People with fructose intolerance should avoid high-fructose fruits and fruit juices, including apples, cherries, watermelon, pears and mango. They should also limit consumption of high-fructose vegetables such as sugar snap peas, asparagus and artichokes.
Although most fruits contain fructose, it's not necessary to eliminate fruit completely. When a fruit's natural sugar is made of over 50 percent fructose, it's considered a high-fructose fruit. One should avoid all dried fruits, canned fruits and fruit juices. It may be possible to consume moderate quantities of low-fructose fruits with a meal or spaced out through the day. Low-fructose fruits include bananas, avocados, oranges, cantaloupe and honeydew melon. Berries, such as strawberries and blueberries, are also low in fructose.

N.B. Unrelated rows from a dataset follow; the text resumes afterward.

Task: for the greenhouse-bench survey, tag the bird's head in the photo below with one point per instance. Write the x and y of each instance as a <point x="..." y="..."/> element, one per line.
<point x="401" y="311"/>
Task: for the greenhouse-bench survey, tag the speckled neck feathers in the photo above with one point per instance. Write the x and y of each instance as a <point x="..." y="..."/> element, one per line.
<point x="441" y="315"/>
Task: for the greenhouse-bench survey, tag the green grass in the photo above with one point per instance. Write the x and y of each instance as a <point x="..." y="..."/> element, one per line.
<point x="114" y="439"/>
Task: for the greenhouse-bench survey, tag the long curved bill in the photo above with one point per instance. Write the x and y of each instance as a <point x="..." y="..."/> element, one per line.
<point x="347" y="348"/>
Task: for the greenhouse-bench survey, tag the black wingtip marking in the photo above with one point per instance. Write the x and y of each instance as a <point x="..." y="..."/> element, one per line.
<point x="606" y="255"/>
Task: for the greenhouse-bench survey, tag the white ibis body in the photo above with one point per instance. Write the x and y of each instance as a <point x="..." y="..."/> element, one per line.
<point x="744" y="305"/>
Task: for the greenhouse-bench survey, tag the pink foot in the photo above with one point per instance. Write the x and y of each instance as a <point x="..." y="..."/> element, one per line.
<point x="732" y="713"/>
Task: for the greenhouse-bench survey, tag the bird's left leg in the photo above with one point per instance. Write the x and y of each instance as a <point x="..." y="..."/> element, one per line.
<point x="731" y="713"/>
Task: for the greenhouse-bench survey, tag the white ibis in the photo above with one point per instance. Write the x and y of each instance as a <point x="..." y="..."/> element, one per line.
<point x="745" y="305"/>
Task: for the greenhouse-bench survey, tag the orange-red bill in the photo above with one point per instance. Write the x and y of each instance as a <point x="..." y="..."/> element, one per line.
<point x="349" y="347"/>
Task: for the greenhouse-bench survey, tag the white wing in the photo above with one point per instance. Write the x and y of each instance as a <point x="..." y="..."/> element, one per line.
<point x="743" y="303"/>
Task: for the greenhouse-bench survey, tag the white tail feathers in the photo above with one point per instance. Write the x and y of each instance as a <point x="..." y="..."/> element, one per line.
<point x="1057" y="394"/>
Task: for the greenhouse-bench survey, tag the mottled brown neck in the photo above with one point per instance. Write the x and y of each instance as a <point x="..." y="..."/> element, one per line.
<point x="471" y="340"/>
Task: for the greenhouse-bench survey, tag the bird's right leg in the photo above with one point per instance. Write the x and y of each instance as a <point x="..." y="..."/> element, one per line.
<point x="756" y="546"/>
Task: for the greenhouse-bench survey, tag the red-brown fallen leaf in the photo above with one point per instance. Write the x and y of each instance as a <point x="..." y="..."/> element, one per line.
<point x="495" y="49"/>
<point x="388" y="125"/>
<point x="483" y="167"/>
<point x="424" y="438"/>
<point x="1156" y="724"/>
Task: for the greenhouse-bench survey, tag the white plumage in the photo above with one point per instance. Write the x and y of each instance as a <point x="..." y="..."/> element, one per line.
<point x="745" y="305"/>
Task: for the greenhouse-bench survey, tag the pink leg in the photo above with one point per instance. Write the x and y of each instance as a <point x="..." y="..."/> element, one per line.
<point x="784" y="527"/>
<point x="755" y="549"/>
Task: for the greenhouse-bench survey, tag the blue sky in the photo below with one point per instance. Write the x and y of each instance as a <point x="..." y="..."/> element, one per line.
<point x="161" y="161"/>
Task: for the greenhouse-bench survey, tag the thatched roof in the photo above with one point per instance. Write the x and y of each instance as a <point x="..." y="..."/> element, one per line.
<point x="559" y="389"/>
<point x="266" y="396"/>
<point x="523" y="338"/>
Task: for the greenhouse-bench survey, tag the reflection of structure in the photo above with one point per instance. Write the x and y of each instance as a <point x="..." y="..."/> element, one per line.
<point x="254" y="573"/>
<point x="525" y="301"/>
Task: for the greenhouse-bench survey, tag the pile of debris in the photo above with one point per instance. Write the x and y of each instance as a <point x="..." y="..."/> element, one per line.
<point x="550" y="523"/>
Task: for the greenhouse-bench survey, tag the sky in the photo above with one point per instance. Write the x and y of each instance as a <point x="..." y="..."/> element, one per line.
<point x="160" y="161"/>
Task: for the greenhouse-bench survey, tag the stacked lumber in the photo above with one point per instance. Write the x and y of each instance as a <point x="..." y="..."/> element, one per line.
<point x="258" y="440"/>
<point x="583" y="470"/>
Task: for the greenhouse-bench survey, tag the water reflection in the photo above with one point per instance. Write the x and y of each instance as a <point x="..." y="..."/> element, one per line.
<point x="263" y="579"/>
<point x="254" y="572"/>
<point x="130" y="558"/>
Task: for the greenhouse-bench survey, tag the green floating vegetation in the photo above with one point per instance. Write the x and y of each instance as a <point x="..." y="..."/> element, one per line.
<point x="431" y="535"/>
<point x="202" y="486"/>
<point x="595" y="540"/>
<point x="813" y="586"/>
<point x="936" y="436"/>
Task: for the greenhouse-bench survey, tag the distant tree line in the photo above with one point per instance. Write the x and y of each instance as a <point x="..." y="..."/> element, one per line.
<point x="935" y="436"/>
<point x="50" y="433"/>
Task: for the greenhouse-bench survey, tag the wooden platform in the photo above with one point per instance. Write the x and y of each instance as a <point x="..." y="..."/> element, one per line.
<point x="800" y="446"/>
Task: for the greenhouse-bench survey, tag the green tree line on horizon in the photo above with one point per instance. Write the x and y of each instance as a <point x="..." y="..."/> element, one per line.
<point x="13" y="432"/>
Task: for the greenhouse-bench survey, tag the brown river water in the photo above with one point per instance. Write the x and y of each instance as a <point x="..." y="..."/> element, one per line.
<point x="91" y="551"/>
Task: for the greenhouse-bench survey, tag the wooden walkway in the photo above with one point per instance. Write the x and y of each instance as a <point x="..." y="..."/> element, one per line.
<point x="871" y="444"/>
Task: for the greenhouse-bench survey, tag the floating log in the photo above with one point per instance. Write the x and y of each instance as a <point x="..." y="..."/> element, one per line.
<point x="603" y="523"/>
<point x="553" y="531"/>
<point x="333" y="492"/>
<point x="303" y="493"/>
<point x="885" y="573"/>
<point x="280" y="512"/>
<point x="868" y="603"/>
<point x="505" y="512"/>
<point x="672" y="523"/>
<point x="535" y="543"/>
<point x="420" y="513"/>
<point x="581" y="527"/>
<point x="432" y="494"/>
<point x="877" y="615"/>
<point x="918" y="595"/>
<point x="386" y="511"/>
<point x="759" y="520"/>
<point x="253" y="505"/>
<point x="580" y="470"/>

Many sweeteners, such as table sugar, contain fructose and are ingredients in many processed foods and beverages. Other sweeteners to avoid include agave syrup, molasses, sorghum, maple-flavored syrup and palm or coconut sugar. Some low-fructose alternative sweeteners include pure maple syrup, brown sugar, stevia, granulated sugar and artificial sweeteners. However, even sweeteners with a low fructose content may cause gastrointestinal problems for people who have fructose intolerance.
Adopting a low-fructose diet sometimes decreases symptoms of irritable bowel syndrome, such as abdominal pain, bloating, gas and constipation.